The impacts of area, isolation, and dissimilarity on coexistence along a productivity gradient.

Li, Wei*,1, Stevens, M. Henry1, 1 Miami University, Oxford, OH

ABSTRACT- Evidence shows that the general forms of the relation between productivity and richness are highly variable. Several recent reviews indicate that the spatial extent, or area, of communities contributes to this variability. A hump-shaped pattern is frequently observed in small areas, whereas a positive pattern is common in large areas. Here we provide the first experimental test of the effect of area, together with the physical isolation of communities, on the species richness-productivity relationship. Replicate microcosms were assembled consisting of a small number of algae and protozoa species, and a diverse bacterial flora. Culture medium was diluted to make seven levels of productivity. Area was varied in two ways. First, culture dishes of different sizes varied area without substantially influencing isolation among locales, i.e. different locations within a dish.
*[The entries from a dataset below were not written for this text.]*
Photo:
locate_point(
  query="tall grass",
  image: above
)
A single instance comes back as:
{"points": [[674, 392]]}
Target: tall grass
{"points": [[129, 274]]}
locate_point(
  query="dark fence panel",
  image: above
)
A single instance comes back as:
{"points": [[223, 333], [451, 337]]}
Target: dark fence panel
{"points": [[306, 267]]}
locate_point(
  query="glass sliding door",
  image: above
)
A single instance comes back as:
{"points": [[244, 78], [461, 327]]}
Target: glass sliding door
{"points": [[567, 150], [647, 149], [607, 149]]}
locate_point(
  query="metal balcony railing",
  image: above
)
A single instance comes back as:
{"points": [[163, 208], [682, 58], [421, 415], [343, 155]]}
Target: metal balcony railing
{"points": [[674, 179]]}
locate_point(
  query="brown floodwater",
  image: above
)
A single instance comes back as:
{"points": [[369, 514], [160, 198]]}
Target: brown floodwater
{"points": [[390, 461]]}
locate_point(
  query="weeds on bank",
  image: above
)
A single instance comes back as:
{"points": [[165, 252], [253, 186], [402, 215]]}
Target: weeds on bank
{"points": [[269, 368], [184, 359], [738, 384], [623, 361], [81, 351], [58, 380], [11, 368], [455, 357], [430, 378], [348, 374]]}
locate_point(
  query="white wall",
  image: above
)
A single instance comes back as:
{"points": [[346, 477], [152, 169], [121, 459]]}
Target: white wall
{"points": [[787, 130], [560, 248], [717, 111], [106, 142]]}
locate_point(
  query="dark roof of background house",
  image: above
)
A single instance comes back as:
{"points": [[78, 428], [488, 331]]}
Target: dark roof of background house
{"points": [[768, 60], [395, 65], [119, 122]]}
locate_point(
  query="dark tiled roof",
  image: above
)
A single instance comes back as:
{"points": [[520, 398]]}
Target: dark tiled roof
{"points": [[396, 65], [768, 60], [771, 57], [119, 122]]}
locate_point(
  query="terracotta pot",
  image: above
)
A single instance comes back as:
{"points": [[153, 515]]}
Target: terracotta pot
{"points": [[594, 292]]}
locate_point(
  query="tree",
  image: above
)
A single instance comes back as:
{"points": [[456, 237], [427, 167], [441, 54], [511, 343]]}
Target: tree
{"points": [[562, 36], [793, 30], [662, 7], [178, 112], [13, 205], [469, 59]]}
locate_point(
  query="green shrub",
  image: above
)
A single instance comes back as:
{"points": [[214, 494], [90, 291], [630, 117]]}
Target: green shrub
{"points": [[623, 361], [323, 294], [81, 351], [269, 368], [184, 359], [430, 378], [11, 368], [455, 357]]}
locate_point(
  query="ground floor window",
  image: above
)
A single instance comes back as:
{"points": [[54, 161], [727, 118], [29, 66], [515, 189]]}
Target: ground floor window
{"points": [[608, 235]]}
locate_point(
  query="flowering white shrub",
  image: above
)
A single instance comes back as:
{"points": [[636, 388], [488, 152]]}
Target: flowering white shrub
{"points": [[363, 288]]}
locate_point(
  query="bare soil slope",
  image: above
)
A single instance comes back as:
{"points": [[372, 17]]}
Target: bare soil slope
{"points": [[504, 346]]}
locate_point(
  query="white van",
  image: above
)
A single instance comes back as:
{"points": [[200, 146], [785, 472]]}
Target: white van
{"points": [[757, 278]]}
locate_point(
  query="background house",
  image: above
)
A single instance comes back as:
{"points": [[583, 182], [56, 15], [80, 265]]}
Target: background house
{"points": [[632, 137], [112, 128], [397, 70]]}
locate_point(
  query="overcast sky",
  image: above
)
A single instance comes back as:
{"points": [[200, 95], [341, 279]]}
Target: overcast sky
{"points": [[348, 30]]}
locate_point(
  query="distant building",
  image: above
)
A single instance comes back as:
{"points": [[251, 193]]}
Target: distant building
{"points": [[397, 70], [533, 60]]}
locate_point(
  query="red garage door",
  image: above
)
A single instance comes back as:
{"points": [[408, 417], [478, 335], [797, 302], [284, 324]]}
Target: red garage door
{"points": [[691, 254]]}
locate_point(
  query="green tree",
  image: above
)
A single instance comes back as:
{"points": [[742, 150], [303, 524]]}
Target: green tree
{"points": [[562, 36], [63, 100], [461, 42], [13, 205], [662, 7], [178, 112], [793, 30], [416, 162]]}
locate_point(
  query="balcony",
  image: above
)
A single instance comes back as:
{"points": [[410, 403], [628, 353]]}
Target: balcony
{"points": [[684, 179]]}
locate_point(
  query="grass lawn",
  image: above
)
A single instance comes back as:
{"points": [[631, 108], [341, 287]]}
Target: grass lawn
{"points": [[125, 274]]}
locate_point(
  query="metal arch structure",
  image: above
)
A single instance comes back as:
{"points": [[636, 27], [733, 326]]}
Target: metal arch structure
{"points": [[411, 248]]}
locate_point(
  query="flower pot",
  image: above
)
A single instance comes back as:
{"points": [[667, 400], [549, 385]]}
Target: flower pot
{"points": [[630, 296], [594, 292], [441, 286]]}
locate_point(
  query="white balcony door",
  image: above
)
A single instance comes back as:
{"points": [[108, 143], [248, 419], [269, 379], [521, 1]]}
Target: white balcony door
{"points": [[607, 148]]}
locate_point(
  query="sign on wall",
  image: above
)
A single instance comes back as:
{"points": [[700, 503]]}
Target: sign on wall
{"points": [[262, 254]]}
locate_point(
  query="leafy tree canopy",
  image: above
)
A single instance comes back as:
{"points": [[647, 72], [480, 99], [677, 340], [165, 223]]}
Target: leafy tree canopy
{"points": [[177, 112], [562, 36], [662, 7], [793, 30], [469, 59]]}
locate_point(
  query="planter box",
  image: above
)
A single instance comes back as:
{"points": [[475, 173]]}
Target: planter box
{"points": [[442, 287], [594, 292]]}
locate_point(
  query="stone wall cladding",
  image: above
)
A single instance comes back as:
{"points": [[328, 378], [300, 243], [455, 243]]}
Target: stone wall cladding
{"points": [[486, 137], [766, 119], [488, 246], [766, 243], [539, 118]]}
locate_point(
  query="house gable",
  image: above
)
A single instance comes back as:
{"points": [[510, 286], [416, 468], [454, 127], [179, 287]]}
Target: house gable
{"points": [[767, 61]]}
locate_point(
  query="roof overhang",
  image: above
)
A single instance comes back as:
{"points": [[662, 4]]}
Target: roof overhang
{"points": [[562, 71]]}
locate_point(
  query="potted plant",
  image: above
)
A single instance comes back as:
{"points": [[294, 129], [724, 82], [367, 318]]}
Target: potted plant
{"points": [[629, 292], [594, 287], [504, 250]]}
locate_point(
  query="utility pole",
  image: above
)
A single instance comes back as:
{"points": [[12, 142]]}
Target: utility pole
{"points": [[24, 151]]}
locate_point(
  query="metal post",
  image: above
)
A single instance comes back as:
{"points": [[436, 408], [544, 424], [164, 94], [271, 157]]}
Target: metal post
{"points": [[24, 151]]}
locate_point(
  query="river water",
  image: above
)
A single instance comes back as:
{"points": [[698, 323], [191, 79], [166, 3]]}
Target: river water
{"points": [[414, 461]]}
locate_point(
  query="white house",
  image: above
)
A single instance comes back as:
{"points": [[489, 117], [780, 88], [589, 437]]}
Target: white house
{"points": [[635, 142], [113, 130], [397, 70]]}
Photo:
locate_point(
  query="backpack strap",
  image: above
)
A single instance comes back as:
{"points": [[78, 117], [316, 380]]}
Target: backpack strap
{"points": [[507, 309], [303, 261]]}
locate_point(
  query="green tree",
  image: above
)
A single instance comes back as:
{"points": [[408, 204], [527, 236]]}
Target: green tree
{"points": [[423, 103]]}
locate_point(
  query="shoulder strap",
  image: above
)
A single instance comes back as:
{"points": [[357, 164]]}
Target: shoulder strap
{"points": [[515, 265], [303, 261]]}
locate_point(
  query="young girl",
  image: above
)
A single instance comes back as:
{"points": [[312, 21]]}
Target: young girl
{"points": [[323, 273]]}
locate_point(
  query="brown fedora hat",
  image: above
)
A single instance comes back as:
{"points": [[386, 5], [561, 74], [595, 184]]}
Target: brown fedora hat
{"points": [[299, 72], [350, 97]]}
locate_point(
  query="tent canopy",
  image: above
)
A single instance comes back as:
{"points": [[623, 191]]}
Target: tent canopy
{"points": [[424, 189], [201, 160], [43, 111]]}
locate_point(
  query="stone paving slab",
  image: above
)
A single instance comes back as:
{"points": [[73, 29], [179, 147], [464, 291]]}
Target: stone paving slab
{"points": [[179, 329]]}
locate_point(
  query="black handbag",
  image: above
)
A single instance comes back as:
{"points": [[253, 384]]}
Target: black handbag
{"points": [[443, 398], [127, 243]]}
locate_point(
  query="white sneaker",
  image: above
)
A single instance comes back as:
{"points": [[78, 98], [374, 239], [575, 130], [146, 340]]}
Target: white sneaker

Second, replicate dishes of the same size and productivity level were pooled to create larger areas in which some locales were completely isolated from each other. Results showed that among locales without isolation, the productivity-richness relationship of these microbial species varied little with area. However, increasing area with isolation among locales caused the productivity-richness relation to flatten, which resulted from a negative dissimilarity-productivity relation. Thus the relation between species richness and productivity is scale-dependent only when different scales have different levels of isolation. Further, this scale dependence results from variation in dissimilarity, the potential explaining for the variable productivity-richness patterns at different scales with different levels of isolation.